What is the main focus of your Postdoc work?

I focus on an invasive ant species that was neglected in research for the past decade – the little fire ant (Wasmannia auropunctata), its spread in Florida (USA), its social structure, and in lying first foundations to potential molecular pathways for management.

W. auropunctata affect negatively on agriculture and ecosystems in invaded areas world-wide. For example, it may spread plant disease, it cultivates Hemiptera species which harm crops, and it negatively impact natural pollination and seed-dispersal.

In Florida, W. auropunctata probably occurs in two-thirds of the state and nests in the wild in close proximity to human settlements and resources, for example, plantations and plant nurseries.  It stings agricultural workers and limits their ability to work. Human reaction to the sting varies from mild discomfort to 3 days of painful sensation and sometimes an allergic reaction. Florida is the source of introduction of W. auropunctata to Hawaii. It has since spread rapidly, with estimates of a density of >20,000 ants per m2 in plantations and has been the focus of many eradication attempts. In Israel, W. auropunctata comprises a single unicolonial population, and recent research reveals that, without control in place, it has spread dramatically throughout the country.

 My work is composed of three complementary parts:

The first is gene knockout of olfactory related genes. As communication in ants rely heavily on olfactory cues, testing mutations in genes that regulate olfaction and social behavior, and especially in a super-colony creating ant species such as W. auropunctata, may be the basis for management solutions in future.

The second is mapping   W. auropunctata’s invasion throughout Florida. Despite its ancient invasion (1924), W. auropunctata has been poorly studied in Florida. Preliminary data collected suggest the occurrence of different genetic based lineages of W. auropunctata. I seek to understand the social structure of W. auropunctata, to understand its invasion history and possibly its spread in Florida. Understanding the history and the status of W. auropunctata in Florida today, may aid in preventing future introductions to the U.S.

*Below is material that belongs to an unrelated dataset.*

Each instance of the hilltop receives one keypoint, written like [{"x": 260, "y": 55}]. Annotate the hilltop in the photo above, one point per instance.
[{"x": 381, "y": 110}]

The third is summarizing the literature gap of W. auropunctata, that was neglected for about a decade, through an extensive review I am currently writing.

How did the Covid-19 quarantines impact your research?

Losing almost a year of experiments due to quarantine, was challenging. I had to “sacrifice” some of the molecular work that I intended to perform in the laboratory, in favour of field work, which at some point of the quarantine, was allowed. I had to be creative in finding solutions to keep progressing, while facing physical and mental challenges, at home and at work. Finding supporting collaborators and thinking of new pathways to get to similar, if not to exact goals, aided tremendously.

In addition, shortly before Covid-19 quarantine began, I joined one of the largest science communication ‘non-profit’ organizations in Israel, “Little Big Science” (in Hebrew: מדע גדול, בקטנה). Making exciting scientific knowledge accessible to the Israeli public, while bridging the language (English-Hebrew) barrier, was a most rewarding role I took upon myself. I was working with some of the brightest minds in Israeli academia and industry from a simple laptop at my home during quarantine.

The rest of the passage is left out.